I verified that indeed model2’s layers became trainable as per expectations, using the code snippet mentioned above. But after training this, my accuracy has gone for a toss and the model gets completely ruined due to this attempt at unfreezing the layers. Below are the results:

First 5 epochs with only last layer trainable, everything else frozen, and learning rate = 0.01. Our model has reached a reasonably good state.

Epoch 1/5
9/9 [==============================] - 8s 868ms/step - loss: 1.0218 - accuracy: 0.5611 - val_loss: 0.3271 - val_accuracy: 0.9077
Epoch 2/5
9/9 [==============================] - 7s 791ms/step - loss: 0.5122 - accuracy: 0.7786 - val_loss: 0.1627 - val_accuracy: 0.9231
Epoch 3/5
9/9 [==============================] - 7s 811ms/step - loss: 0.4709 - accuracy: 0.8321 - val_loss: 0.3071 - val_accuracy: 0.8154
Epoch 4/5
9/9 [==============================] - 7s 789ms/step - loss: 0.3922 - accuracy: 0.8321 - val_loss: 0.1426 - val_accuracy: 0.9385
Epoch 5/5
9/9 [==============================] - 7s 789ms/step - loss: 0.2721 - accuracy: 0.8855 - val_loss: 0.0935 - val_accuracy: 0.9846

Next 5 epochs with layers < 120 frozen, everything else trainable, and learning rate = 0.001. The model is basically ruined!

Epoch 5/10
9/9 [==============================] - 9s 1s/step - loss: 3.3977 - accuracy: 0.5229 - val_loss: 0.6638 - val_accuracy: 0.3846
Epoch 6/10
9/9 [==============================] - 9s 946ms/step - loss: 0.7377 - accuracy: 0.5076 - val_loss: 0.7065 - val_accuracy: 0.6154
Epoch 7/10
9/9 [==============================] - 8s 933ms/step - loss: 0.7601 - accuracy: 0.5534 - val_loss: 0.6689 - val_accuracy: 0.6154
Epoch 8/10
9/9 [==============================] - 9s 968ms/step - loss: 0.7639 - accuracy: 0.4580 - val_loss: 0.6804 - val_accuracy: 0.3846
Epoch 9/10
9/9 [==============================] - 9s 1s/step - loss: 0.7150 - accuracy: 0.4885 - val_loss: 0.6772 - val_accuracy: 0.3846
Epoch 10/10
9/9 [==============================] - 8s 934ms/step - loss: 0.7832 - accuracy: 0.4733 - val_loss: 1.0239 - val_accuracy: 0.6154

Here’s the overall plot of accuracy & loss:
image

@paulinpaloalto can you help with the last 2 comments?
Am I doing something wrong due to which my model becomes worse with fine-tuning rather than improving?

I suspected that even with 0.1 factor, the learning rate was too high for the unfrozen layers.
After a few more experiments, I found that a lr=0.003*base_learning_rate and fine_tune_at=117 gave me pretty good results as below:
image

Not sure if there is any theoretical explanation / reasoning on why the learning rate has to be reduced by such a significant factor when layers are unfrozen vs. when we’re only training the last classifier layer.

How to achieve this part?

 # Add the new Binary classification layers
# use global avg pooling to summarize the info in each channel

Hi,

I am trying to understand this line of code in the Notebook
base_model = model2.layers[4]
What does it mean the [4] here?
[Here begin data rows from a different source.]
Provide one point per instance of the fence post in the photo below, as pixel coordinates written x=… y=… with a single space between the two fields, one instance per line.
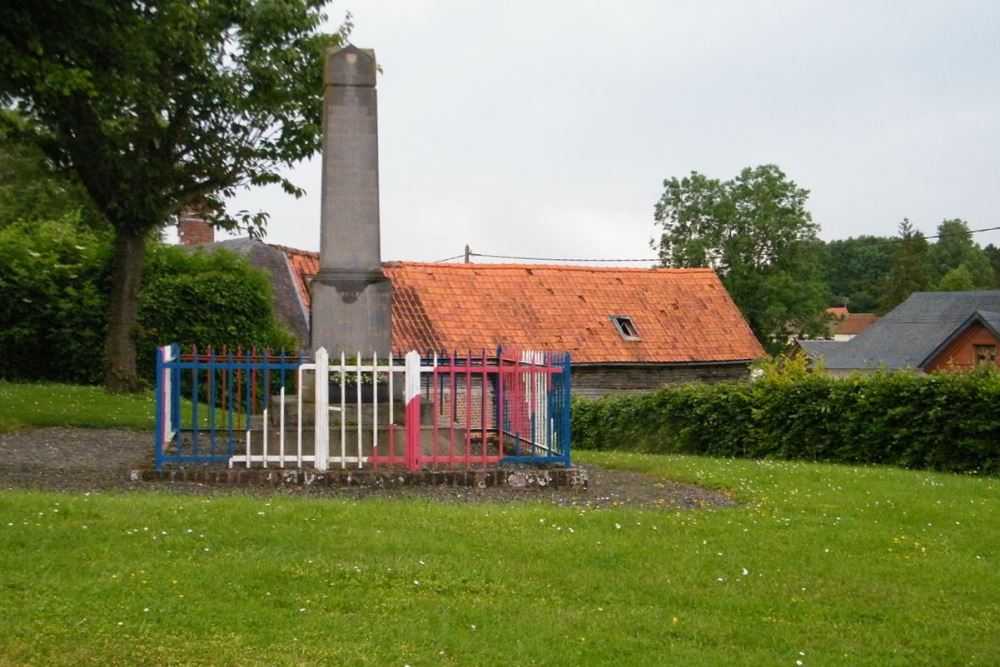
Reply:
x=322 y=413
x=412 y=410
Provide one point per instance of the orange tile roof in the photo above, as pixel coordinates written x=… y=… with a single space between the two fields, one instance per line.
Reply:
x=682 y=315
x=837 y=311
x=304 y=264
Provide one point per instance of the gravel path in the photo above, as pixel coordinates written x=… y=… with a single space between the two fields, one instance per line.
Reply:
x=68 y=459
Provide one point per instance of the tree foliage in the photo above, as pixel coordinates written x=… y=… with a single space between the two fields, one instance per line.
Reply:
x=55 y=278
x=158 y=105
x=756 y=232
x=31 y=189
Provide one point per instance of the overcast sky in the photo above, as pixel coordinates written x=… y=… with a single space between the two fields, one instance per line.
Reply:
x=546 y=128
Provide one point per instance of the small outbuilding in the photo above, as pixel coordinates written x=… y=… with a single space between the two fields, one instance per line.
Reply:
x=929 y=331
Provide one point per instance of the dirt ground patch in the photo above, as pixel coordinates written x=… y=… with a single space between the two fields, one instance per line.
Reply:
x=67 y=459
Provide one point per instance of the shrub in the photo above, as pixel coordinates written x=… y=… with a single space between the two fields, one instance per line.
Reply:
x=945 y=421
x=53 y=314
x=209 y=299
x=54 y=277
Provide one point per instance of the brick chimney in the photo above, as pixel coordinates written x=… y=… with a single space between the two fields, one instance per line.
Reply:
x=192 y=228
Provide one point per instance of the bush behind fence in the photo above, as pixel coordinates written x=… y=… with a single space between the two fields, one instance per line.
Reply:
x=947 y=421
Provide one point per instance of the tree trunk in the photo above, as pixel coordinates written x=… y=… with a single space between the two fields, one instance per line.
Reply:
x=126 y=275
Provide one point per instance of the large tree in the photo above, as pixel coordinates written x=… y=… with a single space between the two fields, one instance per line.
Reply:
x=156 y=105
x=756 y=232
x=912 y=270
x=959 y=262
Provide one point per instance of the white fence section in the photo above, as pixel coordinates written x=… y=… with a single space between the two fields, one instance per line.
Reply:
x=342 y=430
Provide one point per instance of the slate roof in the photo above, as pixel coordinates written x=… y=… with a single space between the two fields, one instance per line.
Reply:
x=682 y=315
x=819 y=349
x=908 y=336
x=854 y=323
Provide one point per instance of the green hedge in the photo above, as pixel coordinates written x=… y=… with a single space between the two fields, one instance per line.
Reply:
x=55 y=280
x=946 y=421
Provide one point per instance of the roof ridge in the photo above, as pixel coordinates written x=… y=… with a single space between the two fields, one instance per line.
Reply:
x=556 y=267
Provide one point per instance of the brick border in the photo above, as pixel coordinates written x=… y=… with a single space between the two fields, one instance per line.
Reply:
x=514 y=478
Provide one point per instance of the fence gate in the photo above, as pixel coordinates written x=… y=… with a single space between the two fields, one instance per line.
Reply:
x=246 y=408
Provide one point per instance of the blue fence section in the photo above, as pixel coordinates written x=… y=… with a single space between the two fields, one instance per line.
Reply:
x=207 y=401
x=511 y=408
x=533 y=405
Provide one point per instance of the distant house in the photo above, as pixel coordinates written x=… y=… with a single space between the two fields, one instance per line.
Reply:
x=626 y=329
x=846 y=325
x=927 y=332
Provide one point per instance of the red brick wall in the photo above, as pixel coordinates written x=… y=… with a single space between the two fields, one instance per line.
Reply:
x=192 y=230
x=961 y=354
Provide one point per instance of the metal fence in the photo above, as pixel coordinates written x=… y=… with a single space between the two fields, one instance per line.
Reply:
x=437 y=411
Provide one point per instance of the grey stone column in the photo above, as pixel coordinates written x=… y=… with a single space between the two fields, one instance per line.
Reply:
x=351 y=298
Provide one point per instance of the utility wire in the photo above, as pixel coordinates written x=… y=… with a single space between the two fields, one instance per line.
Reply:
x=657 y=259
x=559 y=259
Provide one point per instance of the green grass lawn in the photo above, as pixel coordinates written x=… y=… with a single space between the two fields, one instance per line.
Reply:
x=824 y=565
x=36 y=405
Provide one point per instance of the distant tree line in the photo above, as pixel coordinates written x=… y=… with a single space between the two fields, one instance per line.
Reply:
x=756 y=232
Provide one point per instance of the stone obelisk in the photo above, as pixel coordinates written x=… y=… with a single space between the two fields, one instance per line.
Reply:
x=351 y=298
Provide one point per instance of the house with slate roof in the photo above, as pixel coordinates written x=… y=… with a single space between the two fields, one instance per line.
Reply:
x=625 y=329
x=929 y=331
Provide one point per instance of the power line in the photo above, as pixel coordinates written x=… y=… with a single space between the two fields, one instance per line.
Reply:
x=561 y=259
x=593 y=260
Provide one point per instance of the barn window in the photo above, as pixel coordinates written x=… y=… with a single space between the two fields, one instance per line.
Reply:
x=986 y=355
x=626 y=327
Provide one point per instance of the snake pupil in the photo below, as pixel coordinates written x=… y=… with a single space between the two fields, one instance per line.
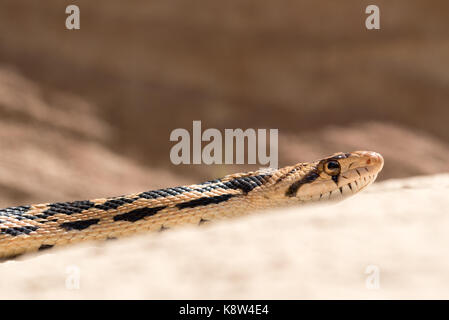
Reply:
x=332 y=167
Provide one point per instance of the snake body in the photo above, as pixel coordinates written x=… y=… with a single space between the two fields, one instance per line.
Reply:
x=42 y=226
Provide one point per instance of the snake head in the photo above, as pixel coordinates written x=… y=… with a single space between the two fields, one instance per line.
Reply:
x=337 y=176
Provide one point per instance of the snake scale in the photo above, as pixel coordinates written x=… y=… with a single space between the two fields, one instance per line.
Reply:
x=42 y=226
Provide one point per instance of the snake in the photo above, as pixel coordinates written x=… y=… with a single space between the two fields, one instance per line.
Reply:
x=33 y=228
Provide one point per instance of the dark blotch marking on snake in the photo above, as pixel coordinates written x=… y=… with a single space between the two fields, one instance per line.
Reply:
x=67 y=208
x=293 y=189
x=162 y=229
x=204 y=201
x=79 y=225
x=45 y=247
x=138 y=214
x=17 y=231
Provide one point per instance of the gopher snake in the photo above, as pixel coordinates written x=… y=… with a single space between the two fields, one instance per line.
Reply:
x=37 y=227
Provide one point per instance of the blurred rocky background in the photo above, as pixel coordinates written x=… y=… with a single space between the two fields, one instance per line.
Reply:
x=88 y=113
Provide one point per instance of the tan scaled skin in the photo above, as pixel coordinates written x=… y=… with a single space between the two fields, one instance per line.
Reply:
x=37 y=227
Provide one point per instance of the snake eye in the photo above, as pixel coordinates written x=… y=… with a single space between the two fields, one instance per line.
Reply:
x=332 y=168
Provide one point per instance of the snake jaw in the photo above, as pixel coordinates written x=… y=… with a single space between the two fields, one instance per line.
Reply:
x=357 y=170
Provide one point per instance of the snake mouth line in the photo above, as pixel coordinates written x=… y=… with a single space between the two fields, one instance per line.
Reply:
x=348 y=189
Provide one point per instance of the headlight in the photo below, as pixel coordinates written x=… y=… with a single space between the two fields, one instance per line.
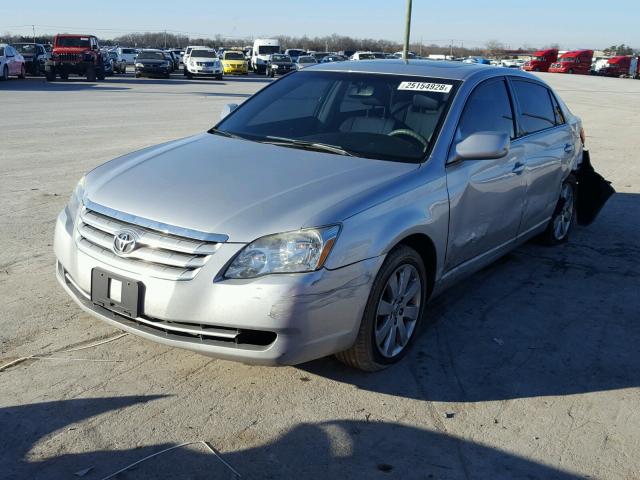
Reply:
x=291 y=252
x=76 y=201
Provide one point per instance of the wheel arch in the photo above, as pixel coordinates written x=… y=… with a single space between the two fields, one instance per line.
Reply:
x=424 y=245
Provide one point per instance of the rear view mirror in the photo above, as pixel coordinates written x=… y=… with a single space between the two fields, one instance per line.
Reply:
x=227 y=109
x=482 y=146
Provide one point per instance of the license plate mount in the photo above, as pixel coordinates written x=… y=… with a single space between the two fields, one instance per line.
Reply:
x=116 y=293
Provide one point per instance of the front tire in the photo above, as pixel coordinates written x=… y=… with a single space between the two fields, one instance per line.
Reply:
x=393 y=313
x=564 y=215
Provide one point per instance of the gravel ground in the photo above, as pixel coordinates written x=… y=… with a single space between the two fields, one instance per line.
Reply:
x=528 y=369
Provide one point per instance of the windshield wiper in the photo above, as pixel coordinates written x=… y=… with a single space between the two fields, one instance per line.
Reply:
x=217 y=131
x=319 y=147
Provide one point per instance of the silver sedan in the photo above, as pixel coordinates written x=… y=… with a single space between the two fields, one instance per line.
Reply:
x=321 y=216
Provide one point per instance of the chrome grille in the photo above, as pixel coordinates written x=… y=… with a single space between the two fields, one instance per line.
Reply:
x=157 y=254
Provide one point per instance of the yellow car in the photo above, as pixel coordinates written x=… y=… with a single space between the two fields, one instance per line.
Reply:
x=233 y=62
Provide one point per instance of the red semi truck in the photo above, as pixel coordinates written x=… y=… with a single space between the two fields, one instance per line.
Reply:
x=541 y=60
x=577 y=61
x=616 y=66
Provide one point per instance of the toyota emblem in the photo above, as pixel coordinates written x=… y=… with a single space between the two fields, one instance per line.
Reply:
x=124 y=242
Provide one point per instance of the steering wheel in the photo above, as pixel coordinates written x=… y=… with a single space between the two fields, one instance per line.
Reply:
x=410 y=133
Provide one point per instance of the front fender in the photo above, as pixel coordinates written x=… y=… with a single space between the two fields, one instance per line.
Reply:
x=423 y=209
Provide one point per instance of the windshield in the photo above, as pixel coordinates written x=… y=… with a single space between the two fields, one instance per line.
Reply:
x=268 y=49
x=25 y=48
x=203 y=54
x=78 y=42
x=150 y=56
x=390 y=117
x=233 y=56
And why after doing this, we use the model2 and not the base model? We are only fine tuning by doing more epochs and lowering the learning rate? Or how is the relation here between the base model and the model2?

Thank you very much

Hi, it’s selecting the 4th layer of the model2, which is the MobileNet layer which itself contains more than a hundred layers, and we will need to freeze everything before layer 120 by setting the trainable parameter to false.

Hi… thanks for your answer. I understood also that: it’s selecting the 4th layer of the model2. But not sure how/why/where it is used, since after that, we compile is model2 and not base model. Should not we compile then base model and not model2?

If I’m not wrong, there is a mistake in Exercise 3. When using model2 here, model2 uses the previous base model where all layers are frozen (Exercise 2). However, Exercise 3 unfreezes the layers from 120 to 155 in layer 4, which is assigned to a new base model. The second base model is a global variable, the previous base model is a local variable as it was defined in the function. So, there are 2 different base models. model2 still reads from the local base model. Fitting that occurs right after the global base model doesn’t use the modifications made with the global base model. Still, the accuracy goes up simply because the number of epochs is increased to 10, and the same old model2 continues training from epoch 5. I don’t know, maybe I’m missing something here.